As stated in the European Commission’s Scientific Committee on Emerging and Newly Identified Health Risks (SCENIHR): Health Effects of Security Scanners for Passenger Screening (based on x-ray technology) in 2012: short-term deterministic effects of tissue damage cannot occur at doses delivered by security scanners. Long-term stochastic effects such as cancer risk are assumed to be directly proportional to received dose with no safe threshold.
But, AAPM goes on to say quote that SCENIHR report as saying the cancer risk is negligible for an individual, but can not be truly ignored at the population level. AAPM then concludes with some common sense:
For perspective, we think it important that this potential increase in risk to the population be considered in light of the presumed increase in risk originating from the much greater radiation exposure from the flight itself.
Finally, what about the Mehta and Smith-Bindman article from 2011? Their assumptions did in fact use higher radiation doses than AAPM measured in this study.

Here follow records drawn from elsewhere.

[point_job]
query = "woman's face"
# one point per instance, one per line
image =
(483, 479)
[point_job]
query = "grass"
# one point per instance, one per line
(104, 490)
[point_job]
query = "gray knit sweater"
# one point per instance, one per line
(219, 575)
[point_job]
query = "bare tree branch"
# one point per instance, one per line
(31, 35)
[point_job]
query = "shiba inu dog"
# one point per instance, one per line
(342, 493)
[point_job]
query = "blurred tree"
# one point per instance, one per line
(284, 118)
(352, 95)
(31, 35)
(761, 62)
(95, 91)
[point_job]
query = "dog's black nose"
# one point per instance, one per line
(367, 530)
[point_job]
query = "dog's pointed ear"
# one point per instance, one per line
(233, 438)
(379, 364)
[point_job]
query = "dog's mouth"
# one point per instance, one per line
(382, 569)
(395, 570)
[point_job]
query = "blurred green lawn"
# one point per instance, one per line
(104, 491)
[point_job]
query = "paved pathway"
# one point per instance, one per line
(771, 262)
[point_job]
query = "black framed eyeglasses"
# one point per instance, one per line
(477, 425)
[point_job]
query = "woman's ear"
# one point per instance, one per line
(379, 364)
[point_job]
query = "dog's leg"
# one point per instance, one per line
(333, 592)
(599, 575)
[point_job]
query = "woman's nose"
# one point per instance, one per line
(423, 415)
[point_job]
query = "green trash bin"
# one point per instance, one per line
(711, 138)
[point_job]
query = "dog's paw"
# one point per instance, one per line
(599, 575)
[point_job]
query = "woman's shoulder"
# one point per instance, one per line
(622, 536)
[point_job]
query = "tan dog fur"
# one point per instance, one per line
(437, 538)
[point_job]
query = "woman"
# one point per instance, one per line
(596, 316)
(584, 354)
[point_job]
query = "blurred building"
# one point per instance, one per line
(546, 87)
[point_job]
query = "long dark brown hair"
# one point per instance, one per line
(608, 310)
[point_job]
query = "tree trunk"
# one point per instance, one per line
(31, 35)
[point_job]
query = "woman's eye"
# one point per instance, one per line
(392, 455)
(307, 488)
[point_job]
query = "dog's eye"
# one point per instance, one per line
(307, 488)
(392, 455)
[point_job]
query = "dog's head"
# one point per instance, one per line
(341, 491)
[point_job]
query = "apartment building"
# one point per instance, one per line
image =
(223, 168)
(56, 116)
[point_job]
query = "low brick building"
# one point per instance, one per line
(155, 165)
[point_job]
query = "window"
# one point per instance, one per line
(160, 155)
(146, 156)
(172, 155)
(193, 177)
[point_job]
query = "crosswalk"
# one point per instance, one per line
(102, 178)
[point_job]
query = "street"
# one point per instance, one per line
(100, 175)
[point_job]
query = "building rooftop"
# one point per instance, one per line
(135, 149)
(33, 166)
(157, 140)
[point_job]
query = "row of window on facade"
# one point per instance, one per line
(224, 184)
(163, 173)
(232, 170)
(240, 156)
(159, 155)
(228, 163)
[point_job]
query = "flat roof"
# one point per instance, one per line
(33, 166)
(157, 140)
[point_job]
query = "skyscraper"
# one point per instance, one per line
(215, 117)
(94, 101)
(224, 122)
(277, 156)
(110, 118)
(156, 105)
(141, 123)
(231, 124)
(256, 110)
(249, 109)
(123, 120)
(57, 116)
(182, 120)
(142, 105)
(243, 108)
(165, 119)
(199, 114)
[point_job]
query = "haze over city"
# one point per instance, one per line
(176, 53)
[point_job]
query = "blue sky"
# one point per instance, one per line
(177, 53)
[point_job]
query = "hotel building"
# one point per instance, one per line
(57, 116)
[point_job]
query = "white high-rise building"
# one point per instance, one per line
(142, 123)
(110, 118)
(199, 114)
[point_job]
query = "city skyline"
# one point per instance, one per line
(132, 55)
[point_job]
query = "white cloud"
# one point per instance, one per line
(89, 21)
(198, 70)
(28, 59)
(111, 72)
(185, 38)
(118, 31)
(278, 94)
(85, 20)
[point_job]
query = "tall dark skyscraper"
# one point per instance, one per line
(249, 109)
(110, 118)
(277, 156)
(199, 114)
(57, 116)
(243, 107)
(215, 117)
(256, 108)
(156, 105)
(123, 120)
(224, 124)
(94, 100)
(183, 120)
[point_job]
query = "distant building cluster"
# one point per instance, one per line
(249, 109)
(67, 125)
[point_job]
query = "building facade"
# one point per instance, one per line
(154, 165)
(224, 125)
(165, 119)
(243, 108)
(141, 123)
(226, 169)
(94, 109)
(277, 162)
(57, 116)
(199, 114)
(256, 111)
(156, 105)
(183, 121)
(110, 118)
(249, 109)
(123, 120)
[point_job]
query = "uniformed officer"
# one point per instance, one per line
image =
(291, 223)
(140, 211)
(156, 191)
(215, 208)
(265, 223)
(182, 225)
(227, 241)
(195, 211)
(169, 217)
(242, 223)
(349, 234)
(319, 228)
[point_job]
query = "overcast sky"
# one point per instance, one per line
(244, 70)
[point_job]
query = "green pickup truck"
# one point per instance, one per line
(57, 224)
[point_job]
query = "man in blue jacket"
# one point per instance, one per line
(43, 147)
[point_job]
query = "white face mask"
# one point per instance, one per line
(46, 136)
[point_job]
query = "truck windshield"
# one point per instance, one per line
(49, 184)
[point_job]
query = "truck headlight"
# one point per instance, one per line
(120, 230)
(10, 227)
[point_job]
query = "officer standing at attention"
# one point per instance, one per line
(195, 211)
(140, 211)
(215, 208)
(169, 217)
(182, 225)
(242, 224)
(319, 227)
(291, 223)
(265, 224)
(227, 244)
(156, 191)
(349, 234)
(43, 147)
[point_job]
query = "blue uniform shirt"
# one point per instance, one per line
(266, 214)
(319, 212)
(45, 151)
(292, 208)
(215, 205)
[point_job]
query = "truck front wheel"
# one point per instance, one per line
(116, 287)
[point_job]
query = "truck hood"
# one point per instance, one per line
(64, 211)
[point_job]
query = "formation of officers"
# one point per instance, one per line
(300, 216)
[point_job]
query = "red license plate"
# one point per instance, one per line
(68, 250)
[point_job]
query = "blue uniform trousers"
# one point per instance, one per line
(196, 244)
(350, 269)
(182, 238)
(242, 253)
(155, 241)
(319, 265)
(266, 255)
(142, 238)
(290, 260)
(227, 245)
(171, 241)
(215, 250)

I can't disagree with the logic or the statistics of these concluding paragraphs. I just think each individual should be able to make this assessment on their own, not put through mandatory screening. And that is why I was so hard on Mehta and Smith-Bindman - they were looking at the masses and making a recommendation instead of encouraging individuals to make educated decisions.

And, now we are full circle. The reason the TSA and Rapiscan did not allow independent testing sooner is because they are incapable of thinking of the public as thinking individuals with express civil rights. We are a conglomerate who can not be trusted with facts, but must be shaped with propaganda.